Hamburg taz | Wieder Ärger in Lingen: Seit Anfang des Jahres gibt es in der Bevölkerung breite Kritik am Einstieg des russischen Atomkonzerns Rosatom in der örtlichen Brennelementefabrik. Jetzt nahm die Polizei in Lingen ausgerechnet jene Antiatomkraftaktivisten ins Visier, die im Juni aufgedeckt hatten, dass russische Staatsbedienstete von Rosatom Schulungen in einer geheimen Halle nahe dem Werk abhielten.

Anlässlich eines Urantransports aus Russland nach Lingen hatten das „Bündnis Atom­kraft­geg­ne­r*in­nen im Emsland“ und das „Aktionsbündnis Münsterland gegen Atomanlagen“ am 19. August zu einer Mahnwache vor dem Werkstor in Lingen aufgerufen. „Normalerweise läuft das so ab, dass die Polizei sich bei der Versammlungsleitung vorstellt und die Mahnwache dann mit etwas Abstand beobachtet“, sagt Matthias Eickhoff vom Aktionsbündnis.

Nicht so am 19. August. „Am Anfang war noch alles wie immer: Es kamen ein Wagen mit zwei Polizisten, die sich bei mir als Versammlungsleiter vorgestellt haben“, sagt Eickhoff. „Aber dann kam während der Versammlung plötzlich ein weiterer Polizist angefahren, der ganz alleine in seinem Auto saß.“ Dieser habe sich nicht bei Eickhoff vorgestellt. Stattdessen wandte er sich an die Bundestagsabgeordnete Filiz Polat (Grüne), die sich ebenfalls am Protest der Bürger beteiligte.

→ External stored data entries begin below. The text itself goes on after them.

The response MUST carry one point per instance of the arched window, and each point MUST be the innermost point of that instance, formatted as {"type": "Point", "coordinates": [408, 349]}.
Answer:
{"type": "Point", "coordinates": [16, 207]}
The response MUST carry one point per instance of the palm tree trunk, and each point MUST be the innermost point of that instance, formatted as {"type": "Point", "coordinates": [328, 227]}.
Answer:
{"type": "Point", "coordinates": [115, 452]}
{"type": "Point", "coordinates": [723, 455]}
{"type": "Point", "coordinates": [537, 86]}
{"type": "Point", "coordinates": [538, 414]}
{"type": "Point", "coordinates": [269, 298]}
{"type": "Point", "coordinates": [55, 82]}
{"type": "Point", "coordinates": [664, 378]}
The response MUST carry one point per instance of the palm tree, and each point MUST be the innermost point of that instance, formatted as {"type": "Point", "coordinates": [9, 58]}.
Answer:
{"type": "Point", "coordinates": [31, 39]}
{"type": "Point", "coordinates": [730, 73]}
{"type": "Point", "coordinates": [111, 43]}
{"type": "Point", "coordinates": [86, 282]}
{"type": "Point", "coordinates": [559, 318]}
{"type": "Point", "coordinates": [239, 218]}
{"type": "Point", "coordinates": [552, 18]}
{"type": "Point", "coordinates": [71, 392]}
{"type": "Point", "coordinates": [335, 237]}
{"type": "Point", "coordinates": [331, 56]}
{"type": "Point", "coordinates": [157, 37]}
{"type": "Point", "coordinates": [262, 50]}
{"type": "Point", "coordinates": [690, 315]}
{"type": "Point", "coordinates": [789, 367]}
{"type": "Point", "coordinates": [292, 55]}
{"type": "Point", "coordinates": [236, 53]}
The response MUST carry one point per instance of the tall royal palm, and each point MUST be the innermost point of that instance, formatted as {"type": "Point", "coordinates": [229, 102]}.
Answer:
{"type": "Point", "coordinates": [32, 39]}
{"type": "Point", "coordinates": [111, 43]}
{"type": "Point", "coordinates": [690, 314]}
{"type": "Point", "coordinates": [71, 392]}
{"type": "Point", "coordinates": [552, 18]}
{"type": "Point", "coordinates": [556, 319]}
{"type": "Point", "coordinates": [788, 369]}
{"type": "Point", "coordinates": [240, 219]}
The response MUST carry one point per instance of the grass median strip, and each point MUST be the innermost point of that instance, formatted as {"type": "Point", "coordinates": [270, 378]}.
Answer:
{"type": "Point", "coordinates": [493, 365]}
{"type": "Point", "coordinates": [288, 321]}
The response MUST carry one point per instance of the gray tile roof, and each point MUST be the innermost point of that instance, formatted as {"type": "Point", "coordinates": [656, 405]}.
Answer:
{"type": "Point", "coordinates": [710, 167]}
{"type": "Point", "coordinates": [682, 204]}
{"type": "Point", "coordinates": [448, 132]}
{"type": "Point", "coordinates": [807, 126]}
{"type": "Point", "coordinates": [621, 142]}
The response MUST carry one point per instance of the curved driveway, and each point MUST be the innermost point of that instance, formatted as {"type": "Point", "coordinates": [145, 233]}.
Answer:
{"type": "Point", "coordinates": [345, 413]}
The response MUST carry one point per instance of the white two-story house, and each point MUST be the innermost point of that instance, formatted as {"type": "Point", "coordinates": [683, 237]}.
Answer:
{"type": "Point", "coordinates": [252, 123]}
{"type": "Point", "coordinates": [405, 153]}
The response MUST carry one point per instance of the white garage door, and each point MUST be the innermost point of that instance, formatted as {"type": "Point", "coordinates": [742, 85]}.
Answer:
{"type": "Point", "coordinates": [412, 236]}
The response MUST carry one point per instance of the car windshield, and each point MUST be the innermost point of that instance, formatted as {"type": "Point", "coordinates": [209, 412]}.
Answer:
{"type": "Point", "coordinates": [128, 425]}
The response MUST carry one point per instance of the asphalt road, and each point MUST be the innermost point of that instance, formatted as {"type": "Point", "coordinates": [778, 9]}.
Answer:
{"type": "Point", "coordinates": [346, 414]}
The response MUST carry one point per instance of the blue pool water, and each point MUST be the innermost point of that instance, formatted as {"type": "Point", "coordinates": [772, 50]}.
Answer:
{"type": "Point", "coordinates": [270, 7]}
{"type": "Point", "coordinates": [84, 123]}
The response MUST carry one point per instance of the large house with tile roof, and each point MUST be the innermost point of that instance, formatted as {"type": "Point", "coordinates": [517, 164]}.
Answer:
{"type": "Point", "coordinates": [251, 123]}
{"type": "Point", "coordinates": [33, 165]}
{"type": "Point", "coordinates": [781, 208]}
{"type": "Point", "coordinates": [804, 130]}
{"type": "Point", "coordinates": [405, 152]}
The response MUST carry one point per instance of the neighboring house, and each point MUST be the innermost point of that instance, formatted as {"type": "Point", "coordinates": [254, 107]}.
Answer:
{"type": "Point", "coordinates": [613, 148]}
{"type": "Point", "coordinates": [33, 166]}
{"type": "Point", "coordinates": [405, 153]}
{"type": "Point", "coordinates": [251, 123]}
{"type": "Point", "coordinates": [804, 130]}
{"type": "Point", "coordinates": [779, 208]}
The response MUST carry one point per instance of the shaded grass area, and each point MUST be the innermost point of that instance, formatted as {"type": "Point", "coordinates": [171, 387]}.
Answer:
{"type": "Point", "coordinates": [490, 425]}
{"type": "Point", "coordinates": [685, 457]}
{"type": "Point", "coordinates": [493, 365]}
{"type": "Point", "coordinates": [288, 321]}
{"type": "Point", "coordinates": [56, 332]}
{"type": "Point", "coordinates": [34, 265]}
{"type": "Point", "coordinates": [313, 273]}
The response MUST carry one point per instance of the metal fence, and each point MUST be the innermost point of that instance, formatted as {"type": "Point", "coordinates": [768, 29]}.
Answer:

Der Beamte fragte Polat gezielt nach dem Namen einer Person und wollte wissen, ob diese vor Ort sei. Der Mensch im Fokus des Polizisten hatte am Nachmittag desselben Tages einen Prozesstermin vor dem Amtsgericht Lingen. Ihm wird vorgeworfen, sich in der Silvesternacht 2022 an einer Kletteraktion auf dem Gelände der Brennelementefabrik beteiligt zu haben.

Polat verweigerte die Antwort

Außerdem wollte der Polizist wissen, wer von den Aktivisten sich an einem Treffen mit der Bundestagsabgeordneten im Anschluss an die Mahnwache beteiligen würde. Polat wies beide Fragen zurück und verweigerte die Antwort. Der taz konnte Polat vor Redaktionsschluss keine Stellungnahme mehr geben, sie ließ aber ausrichten, dass sie den Sachverhalt vom 19. August gerade auch in eigener Sache prüfe.

Nach der Versammlung zeigten die Aktivisten Polat noch die ehemalige Möbelhalle, die sie vor einigen Wochen als geheimen Ort für Schulungen durch russische Ingenieure identifiziert hatten. Die Schulungen hatten nicht auf dem Gelände der Brennelementefabrik stattgefunden, weil das Atomgesetz dies verbietet.

Im Anschluss fand ein gemeinsames Frühstück der Bürgerinitiativen mit der Bundestagsabgeordneten statt. „Schon auf der Fahrt zu dem Treffen wurden wir die ganze Zeit von der Polizei verfolgt“, erzählt Eickhoff.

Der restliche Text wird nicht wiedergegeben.